I was having a great time at the writer’s conference, learning and reconnecting with friends that I only see once a year. God had given me some much-needed direction and I’d received great feedback on a story. So why did I suddenly feel like I would burst into tears any minute?

The truth? Every time I turned around one of my friends had exciting news that far surpassed mine. Life had forced me to set aside writing projects that weren’t bringing in an income and I could no longer deny that I resented it. I felt stuck and had no idea how to get unstuck. The event that sent my fun projects to the back burner had also rattled my confidence and I was in an environment where connections required a lot of that. The fact that I was tired and let the floodgates open by sharing a prayer request that morning only compounded my private emotional storm. The last straw came when my roommate shared some wonderful news of her own as we were walking back to our room. As soon as I got inside I felt the tears burning my eyes and throat.

“Okay, I just need to confess,” I managed to get out. “I am incredibly frustrated right now.”

“Why?” The gentleness in her voice melted the last bit of reserve that repressed my tears.

I spilled out everything, feeling like such a whiney baby.
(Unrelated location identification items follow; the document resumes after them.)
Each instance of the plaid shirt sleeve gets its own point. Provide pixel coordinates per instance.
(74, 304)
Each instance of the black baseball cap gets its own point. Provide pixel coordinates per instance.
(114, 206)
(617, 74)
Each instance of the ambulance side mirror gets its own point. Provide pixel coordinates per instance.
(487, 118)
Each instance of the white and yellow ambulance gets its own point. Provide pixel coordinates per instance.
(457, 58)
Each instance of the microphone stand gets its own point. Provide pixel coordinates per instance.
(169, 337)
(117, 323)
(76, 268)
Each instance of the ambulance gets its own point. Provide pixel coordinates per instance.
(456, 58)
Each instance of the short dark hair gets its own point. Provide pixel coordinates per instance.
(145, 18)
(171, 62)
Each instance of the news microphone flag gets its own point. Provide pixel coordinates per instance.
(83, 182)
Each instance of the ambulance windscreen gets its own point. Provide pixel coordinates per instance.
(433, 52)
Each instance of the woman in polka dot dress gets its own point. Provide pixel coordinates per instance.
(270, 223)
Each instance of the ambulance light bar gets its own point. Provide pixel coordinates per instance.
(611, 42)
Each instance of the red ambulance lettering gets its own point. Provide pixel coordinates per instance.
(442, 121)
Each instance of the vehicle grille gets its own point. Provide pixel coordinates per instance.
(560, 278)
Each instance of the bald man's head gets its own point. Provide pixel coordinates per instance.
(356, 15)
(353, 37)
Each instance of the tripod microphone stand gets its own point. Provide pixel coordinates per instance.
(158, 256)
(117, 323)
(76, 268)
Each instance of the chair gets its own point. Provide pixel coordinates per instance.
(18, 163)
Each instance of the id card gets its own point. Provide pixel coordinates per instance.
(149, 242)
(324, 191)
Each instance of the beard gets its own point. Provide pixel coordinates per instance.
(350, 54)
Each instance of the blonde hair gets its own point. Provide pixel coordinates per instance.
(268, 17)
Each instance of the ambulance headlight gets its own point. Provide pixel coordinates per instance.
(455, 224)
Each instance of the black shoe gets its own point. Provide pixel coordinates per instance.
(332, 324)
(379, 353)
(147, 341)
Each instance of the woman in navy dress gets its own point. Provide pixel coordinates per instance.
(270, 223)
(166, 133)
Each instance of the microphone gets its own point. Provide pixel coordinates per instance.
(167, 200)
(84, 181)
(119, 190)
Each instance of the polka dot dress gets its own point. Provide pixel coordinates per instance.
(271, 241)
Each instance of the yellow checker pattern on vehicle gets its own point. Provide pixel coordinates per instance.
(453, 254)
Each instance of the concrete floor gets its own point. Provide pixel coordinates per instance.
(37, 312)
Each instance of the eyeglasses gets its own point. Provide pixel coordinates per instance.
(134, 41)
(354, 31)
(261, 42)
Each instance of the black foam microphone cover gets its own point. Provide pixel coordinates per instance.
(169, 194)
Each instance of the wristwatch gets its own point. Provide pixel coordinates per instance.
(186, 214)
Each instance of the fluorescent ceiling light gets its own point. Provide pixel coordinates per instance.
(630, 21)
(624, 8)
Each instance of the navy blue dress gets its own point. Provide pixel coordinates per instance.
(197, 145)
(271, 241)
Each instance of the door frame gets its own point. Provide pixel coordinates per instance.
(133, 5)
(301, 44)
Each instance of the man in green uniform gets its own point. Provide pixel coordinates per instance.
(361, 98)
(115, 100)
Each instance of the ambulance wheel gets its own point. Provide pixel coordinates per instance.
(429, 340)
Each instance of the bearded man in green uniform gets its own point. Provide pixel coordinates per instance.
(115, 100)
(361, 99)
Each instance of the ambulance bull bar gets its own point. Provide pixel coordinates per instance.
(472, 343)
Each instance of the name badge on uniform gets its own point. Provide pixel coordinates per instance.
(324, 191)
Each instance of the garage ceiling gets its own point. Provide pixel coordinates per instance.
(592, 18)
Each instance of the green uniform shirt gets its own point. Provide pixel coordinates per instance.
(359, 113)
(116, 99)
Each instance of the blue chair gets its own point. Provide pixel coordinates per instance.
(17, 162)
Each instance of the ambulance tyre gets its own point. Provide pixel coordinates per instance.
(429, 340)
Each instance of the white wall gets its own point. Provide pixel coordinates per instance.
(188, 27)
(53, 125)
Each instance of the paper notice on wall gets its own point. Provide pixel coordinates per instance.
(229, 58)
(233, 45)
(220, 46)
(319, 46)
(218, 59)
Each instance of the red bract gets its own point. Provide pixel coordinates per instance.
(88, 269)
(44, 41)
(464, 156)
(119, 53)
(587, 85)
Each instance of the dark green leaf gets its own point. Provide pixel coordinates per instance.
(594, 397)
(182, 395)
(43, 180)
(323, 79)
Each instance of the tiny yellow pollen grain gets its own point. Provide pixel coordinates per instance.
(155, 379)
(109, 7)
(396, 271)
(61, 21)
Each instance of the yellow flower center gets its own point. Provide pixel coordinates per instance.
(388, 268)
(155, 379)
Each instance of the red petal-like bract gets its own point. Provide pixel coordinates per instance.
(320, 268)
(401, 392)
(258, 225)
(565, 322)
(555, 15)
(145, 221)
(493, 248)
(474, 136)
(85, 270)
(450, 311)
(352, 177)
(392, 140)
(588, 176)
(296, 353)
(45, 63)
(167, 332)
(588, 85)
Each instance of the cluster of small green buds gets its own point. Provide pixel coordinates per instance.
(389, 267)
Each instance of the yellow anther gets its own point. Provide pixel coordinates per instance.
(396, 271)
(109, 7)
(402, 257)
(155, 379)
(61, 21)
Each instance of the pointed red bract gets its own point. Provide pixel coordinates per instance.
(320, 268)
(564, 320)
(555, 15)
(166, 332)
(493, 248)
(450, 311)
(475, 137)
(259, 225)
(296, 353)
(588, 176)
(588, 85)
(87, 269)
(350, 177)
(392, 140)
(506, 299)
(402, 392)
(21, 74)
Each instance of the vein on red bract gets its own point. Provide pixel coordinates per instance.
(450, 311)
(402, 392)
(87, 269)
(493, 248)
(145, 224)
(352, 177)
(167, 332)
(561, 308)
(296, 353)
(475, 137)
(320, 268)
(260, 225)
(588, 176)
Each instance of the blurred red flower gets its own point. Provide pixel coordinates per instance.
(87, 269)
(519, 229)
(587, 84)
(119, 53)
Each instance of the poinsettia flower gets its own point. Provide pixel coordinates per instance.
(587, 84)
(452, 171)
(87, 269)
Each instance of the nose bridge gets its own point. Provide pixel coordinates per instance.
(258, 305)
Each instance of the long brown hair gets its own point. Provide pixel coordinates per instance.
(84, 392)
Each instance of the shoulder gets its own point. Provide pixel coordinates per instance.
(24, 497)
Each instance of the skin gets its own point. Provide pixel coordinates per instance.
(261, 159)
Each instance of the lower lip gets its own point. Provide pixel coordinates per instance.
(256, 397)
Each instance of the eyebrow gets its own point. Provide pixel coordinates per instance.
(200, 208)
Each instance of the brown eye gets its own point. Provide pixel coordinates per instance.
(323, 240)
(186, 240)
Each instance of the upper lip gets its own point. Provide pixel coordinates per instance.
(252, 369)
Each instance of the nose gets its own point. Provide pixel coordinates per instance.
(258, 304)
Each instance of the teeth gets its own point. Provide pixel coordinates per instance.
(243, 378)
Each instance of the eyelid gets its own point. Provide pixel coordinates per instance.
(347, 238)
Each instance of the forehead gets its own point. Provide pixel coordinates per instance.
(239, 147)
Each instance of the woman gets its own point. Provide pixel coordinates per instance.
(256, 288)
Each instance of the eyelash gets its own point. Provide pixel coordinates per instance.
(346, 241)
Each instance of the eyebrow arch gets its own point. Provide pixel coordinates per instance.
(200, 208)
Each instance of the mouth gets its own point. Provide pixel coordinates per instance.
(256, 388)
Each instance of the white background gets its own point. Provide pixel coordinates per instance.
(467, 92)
Why couldn’t I be happy for my friends and content with what God had already done for me?

Instead of making less of my feelings, this sweet friend shared them. “You’re right, Jeanette, it isn’t fair. It’s time for it to be your turn.” Instead of stopping there, she helped me come up with a plan. She not only encouraged me to take a fun project off the back burner, but promised to bug me like crazy until I finished it. The longer we talked, the more I felt my frustrations drive me to action. And it all started with being honest with a safe friend and with myself. In the process, I allowed myself to be honest with God.

That night at dinner, God opened a door for me to bounce an idea off a magazine editor. She like it! Other answers came in the next twenty-four hours. As I celebrated them, I recognized God’s hand in how all of this played out. I am convinced that He wanted me to hit the wall of frustration that trigged a flood of honesty. The blessings came after I cried out to Him what He already knew: “God, I’m tired of being stuck.”

When have you seen the benefits of being honest, both with yourself and with the One who knows you best? What do you need to be honest with Him about today?